O filme mostra todo o processo de busca do material em meio aos destroços, o trabalho de Davi e a finalização dos instrumentos, que ganharam padrinhos famosos como Gilberto Gil, Paulinho da Viola, Nilze Carvalho, Paulinho Moska, Hamilton de Holanda e Felipe Prazeres. Todos dão depoimentos em várias cenas.

Fátima Baptista, chefe de redação da GloboNews, diz que o público pode esperar no filme brasilidade, cultura e relevância jornalística, tudo embalado pelas músicas, a emoção dos artistas que abraçaram o projeto e pelas imagens de grande impacto.

O documentário conquistou seu 13º Prêmio Internacional, o Onyko Films Awards, e este tem um significado a mais por ser um festival de cinema sediado na Ucrânia e realizado por cineastas de Odessa, uma cidade que tem sido duramente castigada pelas tropas russas.
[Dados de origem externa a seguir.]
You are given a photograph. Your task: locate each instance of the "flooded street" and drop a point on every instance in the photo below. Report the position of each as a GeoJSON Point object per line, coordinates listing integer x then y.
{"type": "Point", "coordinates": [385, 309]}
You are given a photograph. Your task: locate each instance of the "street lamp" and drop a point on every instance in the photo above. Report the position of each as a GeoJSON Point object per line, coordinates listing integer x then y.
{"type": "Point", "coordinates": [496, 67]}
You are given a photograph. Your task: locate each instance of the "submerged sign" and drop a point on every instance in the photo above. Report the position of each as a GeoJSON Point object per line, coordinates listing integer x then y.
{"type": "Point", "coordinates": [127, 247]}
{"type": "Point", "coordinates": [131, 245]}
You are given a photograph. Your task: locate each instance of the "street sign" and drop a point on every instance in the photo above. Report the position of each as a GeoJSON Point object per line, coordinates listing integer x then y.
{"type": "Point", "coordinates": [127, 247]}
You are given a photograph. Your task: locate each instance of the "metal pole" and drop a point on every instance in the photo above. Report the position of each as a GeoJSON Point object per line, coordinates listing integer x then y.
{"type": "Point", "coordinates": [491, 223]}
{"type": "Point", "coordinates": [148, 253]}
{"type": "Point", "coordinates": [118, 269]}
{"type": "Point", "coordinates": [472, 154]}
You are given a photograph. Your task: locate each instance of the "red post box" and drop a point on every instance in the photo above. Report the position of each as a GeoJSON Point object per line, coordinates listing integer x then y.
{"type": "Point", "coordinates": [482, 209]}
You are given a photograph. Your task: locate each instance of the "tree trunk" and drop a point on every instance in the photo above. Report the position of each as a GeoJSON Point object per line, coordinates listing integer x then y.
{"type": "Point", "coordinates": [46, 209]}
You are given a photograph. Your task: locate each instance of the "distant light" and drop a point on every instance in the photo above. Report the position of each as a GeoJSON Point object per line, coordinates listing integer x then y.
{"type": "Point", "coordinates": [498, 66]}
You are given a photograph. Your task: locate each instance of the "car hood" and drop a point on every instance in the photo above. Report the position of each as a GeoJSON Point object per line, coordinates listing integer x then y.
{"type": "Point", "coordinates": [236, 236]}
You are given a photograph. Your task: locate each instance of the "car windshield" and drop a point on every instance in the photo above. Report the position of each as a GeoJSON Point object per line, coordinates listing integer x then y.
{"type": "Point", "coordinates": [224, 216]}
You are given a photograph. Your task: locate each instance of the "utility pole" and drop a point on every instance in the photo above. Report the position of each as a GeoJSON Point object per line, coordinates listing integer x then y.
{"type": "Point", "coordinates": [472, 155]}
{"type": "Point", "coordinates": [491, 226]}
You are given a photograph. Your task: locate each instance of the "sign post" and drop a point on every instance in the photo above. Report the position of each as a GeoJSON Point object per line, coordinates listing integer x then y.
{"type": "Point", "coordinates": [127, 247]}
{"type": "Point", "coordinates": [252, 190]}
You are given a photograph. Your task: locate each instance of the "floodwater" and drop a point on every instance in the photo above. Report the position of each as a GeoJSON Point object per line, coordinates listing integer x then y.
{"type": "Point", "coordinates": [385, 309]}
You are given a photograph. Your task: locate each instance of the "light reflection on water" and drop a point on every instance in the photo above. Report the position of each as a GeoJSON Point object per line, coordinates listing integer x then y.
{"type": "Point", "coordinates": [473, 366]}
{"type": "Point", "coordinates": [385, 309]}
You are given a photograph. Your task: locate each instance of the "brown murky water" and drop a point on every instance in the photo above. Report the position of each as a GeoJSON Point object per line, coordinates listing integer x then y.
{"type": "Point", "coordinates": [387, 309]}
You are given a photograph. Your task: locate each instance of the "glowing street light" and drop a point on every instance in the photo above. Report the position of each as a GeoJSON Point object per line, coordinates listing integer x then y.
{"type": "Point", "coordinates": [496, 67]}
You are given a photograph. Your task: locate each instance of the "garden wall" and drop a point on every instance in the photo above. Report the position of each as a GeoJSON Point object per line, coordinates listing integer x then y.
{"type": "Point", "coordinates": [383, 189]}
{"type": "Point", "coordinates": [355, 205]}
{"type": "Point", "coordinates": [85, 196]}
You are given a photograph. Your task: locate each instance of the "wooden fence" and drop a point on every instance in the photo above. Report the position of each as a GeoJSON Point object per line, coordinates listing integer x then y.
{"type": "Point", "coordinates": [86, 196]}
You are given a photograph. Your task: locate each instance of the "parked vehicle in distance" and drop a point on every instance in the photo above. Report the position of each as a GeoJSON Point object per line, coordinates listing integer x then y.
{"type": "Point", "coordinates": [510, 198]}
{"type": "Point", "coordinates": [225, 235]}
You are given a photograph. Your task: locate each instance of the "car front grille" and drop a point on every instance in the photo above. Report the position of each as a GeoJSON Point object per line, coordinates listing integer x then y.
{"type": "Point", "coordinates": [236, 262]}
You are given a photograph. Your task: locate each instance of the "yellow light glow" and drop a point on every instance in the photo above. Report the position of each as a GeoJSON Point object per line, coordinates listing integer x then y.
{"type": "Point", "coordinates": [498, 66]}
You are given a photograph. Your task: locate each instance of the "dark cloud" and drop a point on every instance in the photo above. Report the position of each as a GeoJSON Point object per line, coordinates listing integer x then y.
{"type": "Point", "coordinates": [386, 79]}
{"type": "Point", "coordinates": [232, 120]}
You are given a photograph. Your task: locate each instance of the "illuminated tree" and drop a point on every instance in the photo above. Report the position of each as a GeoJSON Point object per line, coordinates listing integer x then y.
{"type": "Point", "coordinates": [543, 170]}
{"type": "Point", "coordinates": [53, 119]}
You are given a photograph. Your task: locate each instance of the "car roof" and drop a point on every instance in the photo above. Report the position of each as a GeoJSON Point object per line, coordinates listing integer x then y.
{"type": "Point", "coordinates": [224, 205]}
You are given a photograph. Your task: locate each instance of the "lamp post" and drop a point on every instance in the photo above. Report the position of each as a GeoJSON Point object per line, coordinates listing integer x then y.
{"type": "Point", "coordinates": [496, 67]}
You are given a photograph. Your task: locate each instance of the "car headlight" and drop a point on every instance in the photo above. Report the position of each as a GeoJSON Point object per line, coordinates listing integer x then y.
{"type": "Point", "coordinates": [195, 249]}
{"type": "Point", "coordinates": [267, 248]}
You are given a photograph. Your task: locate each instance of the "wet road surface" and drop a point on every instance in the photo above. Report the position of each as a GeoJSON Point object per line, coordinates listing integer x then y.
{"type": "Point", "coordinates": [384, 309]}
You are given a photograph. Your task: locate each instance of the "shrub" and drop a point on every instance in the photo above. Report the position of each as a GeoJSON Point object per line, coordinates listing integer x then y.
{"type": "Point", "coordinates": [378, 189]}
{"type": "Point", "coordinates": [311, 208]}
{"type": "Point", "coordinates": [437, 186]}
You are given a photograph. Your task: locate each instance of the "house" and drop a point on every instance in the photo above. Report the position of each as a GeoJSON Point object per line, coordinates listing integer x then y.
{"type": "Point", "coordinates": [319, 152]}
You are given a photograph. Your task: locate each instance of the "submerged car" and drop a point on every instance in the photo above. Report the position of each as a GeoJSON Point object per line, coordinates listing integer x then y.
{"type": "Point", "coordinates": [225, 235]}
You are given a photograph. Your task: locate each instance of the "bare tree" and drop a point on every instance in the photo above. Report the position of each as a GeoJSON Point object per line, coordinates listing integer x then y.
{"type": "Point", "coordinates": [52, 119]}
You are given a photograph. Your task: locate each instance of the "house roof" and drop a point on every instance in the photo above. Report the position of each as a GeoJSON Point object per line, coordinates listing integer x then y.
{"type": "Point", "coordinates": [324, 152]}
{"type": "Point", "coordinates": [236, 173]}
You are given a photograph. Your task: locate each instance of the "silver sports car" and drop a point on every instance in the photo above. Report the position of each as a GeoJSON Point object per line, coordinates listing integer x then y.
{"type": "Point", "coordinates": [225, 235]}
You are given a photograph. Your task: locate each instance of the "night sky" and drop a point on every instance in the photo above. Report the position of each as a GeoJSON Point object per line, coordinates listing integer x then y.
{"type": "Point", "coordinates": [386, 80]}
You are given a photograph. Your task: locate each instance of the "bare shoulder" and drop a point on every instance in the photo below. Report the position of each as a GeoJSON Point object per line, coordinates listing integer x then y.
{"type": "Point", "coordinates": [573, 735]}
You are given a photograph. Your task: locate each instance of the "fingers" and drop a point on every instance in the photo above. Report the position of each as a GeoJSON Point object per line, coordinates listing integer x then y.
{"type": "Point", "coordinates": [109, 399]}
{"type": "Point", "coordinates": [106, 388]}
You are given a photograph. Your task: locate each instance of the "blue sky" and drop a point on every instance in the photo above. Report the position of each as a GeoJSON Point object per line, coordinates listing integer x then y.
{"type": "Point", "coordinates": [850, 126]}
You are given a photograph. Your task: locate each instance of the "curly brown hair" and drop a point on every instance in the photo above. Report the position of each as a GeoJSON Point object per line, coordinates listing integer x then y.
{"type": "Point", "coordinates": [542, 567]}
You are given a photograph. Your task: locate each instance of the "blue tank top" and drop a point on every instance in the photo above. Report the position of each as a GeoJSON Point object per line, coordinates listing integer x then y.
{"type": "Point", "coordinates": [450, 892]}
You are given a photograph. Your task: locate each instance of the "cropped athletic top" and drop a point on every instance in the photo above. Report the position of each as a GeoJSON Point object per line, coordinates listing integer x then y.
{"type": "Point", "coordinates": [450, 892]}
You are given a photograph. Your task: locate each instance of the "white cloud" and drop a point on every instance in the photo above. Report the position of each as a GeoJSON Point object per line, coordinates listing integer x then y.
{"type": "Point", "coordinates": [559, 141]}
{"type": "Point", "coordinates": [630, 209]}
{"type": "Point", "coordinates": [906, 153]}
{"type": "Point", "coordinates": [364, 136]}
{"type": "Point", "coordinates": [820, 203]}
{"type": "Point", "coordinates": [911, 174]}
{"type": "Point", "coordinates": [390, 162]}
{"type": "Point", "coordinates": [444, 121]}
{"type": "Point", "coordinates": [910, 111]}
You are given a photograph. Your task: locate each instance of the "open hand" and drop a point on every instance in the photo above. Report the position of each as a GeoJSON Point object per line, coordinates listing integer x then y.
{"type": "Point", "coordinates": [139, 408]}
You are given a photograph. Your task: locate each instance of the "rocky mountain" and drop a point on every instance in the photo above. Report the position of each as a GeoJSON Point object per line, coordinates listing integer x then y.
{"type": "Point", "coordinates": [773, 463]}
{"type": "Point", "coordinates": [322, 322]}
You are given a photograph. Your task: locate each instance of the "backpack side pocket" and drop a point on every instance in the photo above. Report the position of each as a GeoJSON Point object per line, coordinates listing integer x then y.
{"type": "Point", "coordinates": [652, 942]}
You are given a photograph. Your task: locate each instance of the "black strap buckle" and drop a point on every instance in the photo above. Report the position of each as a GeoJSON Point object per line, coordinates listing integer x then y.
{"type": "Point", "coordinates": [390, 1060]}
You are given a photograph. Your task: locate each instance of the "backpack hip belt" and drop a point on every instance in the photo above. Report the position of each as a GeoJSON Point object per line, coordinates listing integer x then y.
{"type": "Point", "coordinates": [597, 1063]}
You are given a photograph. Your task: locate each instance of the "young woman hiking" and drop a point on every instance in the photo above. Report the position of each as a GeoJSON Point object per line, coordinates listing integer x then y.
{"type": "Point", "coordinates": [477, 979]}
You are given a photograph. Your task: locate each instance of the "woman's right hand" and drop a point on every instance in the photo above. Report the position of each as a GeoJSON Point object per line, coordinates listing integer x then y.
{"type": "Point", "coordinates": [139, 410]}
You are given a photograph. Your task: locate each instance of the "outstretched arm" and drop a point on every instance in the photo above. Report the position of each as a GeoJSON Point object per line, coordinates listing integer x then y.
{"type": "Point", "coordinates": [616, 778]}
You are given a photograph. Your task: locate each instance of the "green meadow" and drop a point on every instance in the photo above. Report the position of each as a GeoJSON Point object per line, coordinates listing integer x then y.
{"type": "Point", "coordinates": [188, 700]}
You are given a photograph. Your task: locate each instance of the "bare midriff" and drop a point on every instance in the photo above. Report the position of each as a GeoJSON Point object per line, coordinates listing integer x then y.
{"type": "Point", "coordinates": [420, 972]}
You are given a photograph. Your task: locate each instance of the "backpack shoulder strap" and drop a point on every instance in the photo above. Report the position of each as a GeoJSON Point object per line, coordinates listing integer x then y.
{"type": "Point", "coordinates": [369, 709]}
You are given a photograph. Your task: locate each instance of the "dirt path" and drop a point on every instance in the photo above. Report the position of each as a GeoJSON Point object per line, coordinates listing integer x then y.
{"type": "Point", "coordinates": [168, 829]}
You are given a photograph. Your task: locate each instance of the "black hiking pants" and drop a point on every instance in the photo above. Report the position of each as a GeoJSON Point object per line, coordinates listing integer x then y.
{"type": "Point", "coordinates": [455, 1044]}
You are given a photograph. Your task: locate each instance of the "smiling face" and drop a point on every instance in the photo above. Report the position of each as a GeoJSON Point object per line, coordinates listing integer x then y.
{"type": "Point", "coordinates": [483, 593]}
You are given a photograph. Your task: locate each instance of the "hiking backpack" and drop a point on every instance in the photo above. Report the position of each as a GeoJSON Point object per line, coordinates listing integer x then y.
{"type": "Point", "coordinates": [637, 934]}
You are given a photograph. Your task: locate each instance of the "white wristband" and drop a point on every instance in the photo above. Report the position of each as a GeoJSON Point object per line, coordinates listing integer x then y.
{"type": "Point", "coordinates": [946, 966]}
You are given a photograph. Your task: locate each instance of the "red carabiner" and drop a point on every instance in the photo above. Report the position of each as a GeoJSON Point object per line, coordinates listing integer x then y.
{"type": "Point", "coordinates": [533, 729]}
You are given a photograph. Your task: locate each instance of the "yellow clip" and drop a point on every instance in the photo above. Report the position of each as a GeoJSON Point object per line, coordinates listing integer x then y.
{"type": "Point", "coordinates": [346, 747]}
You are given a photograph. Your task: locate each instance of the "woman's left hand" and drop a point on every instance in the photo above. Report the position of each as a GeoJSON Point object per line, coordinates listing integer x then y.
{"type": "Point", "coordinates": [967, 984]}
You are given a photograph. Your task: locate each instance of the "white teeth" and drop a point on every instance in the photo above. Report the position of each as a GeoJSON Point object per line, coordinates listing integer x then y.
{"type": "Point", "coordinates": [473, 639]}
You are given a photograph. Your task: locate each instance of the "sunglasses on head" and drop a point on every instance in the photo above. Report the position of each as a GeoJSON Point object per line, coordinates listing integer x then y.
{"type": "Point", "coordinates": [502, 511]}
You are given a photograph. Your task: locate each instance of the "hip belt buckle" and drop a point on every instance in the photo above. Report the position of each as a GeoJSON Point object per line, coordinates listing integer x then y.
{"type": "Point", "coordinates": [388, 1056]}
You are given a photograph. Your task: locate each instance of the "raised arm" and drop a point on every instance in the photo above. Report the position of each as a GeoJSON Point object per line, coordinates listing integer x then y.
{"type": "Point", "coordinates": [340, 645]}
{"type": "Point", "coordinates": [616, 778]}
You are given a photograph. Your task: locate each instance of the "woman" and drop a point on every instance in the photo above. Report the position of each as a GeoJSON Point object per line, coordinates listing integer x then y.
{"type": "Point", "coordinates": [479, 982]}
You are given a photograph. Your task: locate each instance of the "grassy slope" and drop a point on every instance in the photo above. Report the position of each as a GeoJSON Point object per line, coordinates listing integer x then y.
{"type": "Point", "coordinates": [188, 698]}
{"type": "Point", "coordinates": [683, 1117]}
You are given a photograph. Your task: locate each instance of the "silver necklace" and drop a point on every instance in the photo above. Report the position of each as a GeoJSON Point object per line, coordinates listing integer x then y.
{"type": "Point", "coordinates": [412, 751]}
Troféus conquistados anteriormente incluem, entre outros, os prêmios de melhor documentário no Europe Film Festival (Reino Unido); South Film and Arts Academy Festival (Chile); World Film Carnival (Singapura); e Cult Critic Movie Awards e Triloka International Filmfare Awards, ambos na Índia. Neste último ganhou também o prêmio de melhor direção.

Além disso, foi selecionado, entre outros, para o International New York Film Festival (EUA), Toronto Film and Script Awards (Canadá) e Fox International Film Festival (Itália).

O filme foi ainda tema de debate no Cine Fórum, apresentado na atividade denominada Portas Abertas do Congresso RH Rio/2022 da Associação Brasileira de Recursos Humanos do Rio de Janeiro (ABRH-RJ).

Merecedor de tantos reconhecimentos, elogios e prêmios, o ato de Davi é o próprio “renascer das cinzas” e a realização do filme é a eternização desse ato através do cinema.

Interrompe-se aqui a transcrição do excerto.